Pizza Movie reminds me of all the worst parts of what passes for humor these days. This is not being an old man or Puritanical with what I find funny. Much of what we see in this film is about the execution than anything else. We're told what is supposed to be funny instead of the audience finding out on their own.
The premise of Pizza Movie is very simple. Two roommates in college (Matarazzo, Giambrone) are going through the trials and tribulations everyone does at school. Jack (Matarazzo) has become a social pariah after a prank he did got the entire football team in a heap of trouble. Montgomery (Giambrone) is trying desperately to work up the courage to ask someone out. They find a drug that they take, finding out shortly thereafter they only cure from the bad side effects of the drug is to eat pizza.
Thus begins their quest.
If we continue with the joke metaphor, Pizza Movie is the equivalent of one of those jokes my mother so proudly told.
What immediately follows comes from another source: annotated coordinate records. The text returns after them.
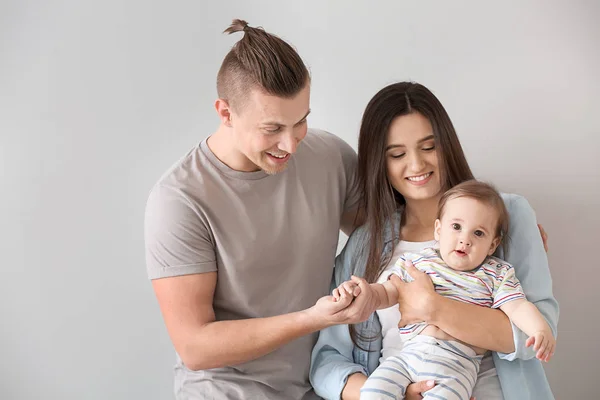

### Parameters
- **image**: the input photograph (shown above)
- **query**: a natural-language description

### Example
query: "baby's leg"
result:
[403,336,481,400]
[360,354,413,400]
But, instead of my mother's measured cadence and volume, imagine instead she was screaming every single word of it. Pizza Movie is about as subtle as a sledgehammer. That's not saying it has to be, but the performances and directorial style are constantly at an 11.
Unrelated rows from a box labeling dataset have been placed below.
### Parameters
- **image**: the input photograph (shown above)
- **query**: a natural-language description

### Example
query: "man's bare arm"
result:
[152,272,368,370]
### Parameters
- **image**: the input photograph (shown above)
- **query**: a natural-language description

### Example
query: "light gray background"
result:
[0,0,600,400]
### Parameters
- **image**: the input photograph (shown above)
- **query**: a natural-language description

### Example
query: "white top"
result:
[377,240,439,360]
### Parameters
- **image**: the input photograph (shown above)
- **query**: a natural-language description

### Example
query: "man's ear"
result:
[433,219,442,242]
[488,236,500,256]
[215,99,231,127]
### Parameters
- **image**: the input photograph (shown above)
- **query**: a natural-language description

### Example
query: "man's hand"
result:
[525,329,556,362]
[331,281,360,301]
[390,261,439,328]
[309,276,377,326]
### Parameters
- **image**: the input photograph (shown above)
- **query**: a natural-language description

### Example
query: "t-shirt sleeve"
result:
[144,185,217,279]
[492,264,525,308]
It is as though the filmmakers believed that if everyone was constantly making funny faces and screaming all their lines that that would convince people they saw a funny movie. A lot of critics have gone on to say that this is a stoner movie and I think the movie hides behind that as if to save themselves legitimate criticism. There are many "stoner movies" that are still well-directed and performed. They're not constantly grabbing you by the wrist and screaming in your face, "HEY, THIS IS FUNNY AND, IF YOU DON'T LAUGH, YOU'RE NOT COOL!"
Each of the actors seem to be under the assumption that making big silly faces is what makes a joke land. Lulu Wilson, who I've seen in multiple things at this point, is the biggest offender of the main three characters. Anytime there's a "funny" situation, her eyes go wide and she just stares. The other projects I've seen her in make me realize that her doing this is less her fault and more tha fault of the directors for not curtailing this.
There were a couple of moments where I laughed, but a couple of times over 97 minutes hardly warrants a ticker-tape parade. The film feels custom made for people that don't pay that much attention to movies, opting instead to play on their phones. Every 5-10 minutes, the characters get into a problem, scream at each other, get out of the problem. Rinse, repeat.
With the access that people have now to all different streaming services as well as the ability to purchase a film physically, you don't have to go far to find a better movie, comedy or stoner comedy. After all, the bar isn't set that high. The leads are uninteresting, unfunny. Giambrone reminds me of Lee Evans. Matarazzo is clearly coasting on his Stranger Things fame. If this film is any indication, he's not even remotely ready to have a "leading man" career.
As I've said before, funny is a lot like scary or sexy. It's in the eye of the beholder. There might be someone out there who loves this movie and they're well within their rights to. From a technical standpoint, it fails. From a humor standpoint, maybe 1 out of 100 "jokes" landed for me.
And I can say, without reservation, after watching Pizza Movie, I was practically begging to hear one of my mother's epic internet jokes. At least those didn't cost me the price of a subscription to Hulu to hear.
Pizza Movie (2026)
Directed by Brian McElhaney & Nick Kocher
Cast: Gaten Matarazzo, Sean Giambrone, Lulu Wilson, Jack Martin, Sarah Sherman
Runtime: 97 minutes
MPAA Rating: Not rated (includes pervasive language, adult situations, pervasive drug use and gore)
Rating (out of ****): 1/2
Pizza Movie is currently streaming on Hulu with a subscription.